Çıtayı indirmeden öğretici olmasını hocalık mesleğine bağlılığına, daha doğrusu tutkusuna borçluydı sanırım. Giderek dünya çapında popülerlik kazanması, yüksek irtifada uçuşunu sürdürmesini engellemedi.
Eco, 1932 doğumluydu. Bütün çocukluğu faşist İtalya’da, savaş Avrupası’nda geçmiş bir kuşaktandı; “Gruppo 63”te buluştuğu akranlarıyla birlikte, üstlerine çökmüş çok büyük bir pisliği temizlemek için işe giriştiler.
1962’de çıkan kitabı Açık Yapıt (Opera Aperta) ile göstergebilim ve edebiyat kuramları alanında çarçabuk öne çıkmıştı. Bu serüveni kesintisiz biçimde geliştirirken, İtalya’yla sınırlanmadı hocalığı, beş kıtanın üniversitelerinin aranan konuğu oldu.

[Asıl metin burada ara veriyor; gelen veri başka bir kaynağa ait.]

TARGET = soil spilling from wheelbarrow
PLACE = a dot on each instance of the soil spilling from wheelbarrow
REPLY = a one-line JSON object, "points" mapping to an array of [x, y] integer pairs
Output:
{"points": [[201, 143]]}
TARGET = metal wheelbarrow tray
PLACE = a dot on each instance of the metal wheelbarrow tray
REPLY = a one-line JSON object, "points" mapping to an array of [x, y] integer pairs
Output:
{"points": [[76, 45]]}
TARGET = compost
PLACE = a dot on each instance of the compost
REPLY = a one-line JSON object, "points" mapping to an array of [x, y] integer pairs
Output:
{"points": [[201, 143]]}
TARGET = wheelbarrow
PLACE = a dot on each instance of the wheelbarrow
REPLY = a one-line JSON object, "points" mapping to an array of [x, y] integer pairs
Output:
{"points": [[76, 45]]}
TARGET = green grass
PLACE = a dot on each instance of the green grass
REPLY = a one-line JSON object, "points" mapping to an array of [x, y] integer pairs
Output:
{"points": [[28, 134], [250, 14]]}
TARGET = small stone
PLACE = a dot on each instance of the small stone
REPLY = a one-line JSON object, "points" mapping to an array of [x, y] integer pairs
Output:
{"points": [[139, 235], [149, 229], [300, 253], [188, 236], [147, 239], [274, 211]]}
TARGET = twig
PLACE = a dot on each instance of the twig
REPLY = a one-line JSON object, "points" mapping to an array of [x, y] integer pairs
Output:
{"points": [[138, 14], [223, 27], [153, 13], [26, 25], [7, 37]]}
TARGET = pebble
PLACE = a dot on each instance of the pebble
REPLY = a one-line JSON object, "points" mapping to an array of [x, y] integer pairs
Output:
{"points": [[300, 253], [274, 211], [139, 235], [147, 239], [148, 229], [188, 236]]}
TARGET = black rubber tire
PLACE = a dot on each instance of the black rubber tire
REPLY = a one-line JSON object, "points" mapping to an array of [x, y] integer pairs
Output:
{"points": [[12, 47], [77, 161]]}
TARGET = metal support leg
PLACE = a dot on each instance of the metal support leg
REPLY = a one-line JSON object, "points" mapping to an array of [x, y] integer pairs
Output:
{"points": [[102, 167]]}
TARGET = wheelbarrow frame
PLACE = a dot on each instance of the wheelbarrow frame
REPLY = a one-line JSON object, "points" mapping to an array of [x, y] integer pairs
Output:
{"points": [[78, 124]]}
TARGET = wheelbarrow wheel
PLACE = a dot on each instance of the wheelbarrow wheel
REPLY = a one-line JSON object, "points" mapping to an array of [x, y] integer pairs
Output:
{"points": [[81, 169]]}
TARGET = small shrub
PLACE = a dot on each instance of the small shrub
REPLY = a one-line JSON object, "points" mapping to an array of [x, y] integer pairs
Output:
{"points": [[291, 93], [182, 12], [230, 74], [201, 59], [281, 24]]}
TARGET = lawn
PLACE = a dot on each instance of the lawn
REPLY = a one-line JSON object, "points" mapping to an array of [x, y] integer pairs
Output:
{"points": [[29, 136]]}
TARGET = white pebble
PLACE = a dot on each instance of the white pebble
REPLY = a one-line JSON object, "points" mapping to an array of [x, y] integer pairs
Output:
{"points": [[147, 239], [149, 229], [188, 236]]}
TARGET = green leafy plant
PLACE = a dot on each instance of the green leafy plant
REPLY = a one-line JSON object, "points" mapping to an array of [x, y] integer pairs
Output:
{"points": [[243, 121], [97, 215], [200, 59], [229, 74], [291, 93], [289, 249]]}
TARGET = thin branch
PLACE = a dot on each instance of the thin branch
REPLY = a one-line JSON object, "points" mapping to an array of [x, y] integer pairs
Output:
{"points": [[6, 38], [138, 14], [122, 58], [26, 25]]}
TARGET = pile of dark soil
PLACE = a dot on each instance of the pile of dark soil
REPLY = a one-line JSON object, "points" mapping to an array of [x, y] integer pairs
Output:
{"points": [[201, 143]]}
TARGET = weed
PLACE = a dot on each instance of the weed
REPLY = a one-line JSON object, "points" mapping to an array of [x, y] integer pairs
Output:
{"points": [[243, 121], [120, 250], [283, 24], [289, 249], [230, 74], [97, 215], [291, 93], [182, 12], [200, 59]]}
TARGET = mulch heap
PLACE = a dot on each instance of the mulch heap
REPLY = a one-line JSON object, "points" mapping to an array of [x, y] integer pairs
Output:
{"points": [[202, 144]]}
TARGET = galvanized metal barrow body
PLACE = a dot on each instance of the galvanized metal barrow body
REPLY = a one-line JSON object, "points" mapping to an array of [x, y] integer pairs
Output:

Bilimsel ve kültürel donanımının enginliği, onu toplumsal konular ve sorunlar etrafında da derin ve kapsayıcı bir üretime taşıdı. Görüşlerini, düzeyini koruyarak, kitle iletişim araçları üzerinden geniş kitlelere ulaştırdı.
1980’de büyük bir sürprizle çıkageldi: Gülün Adı romanıyla küre çapında etki yarattı. Kendisini bıyık altından bir “haftasonu romancısı” olarak tanımlıyordu ama, peşpeşe yayımladığı romanlarıyla ne denli cins bir edebiyat adamı kimliği geliştirdiğini kanıtlamıştı.
Umberto Eco, Rönesans’ın “Evrensel Adem” projesini çağdaş karanlık dünyamızda yeniden diriltebildiği için arkasında kalıcı izler bıraktı.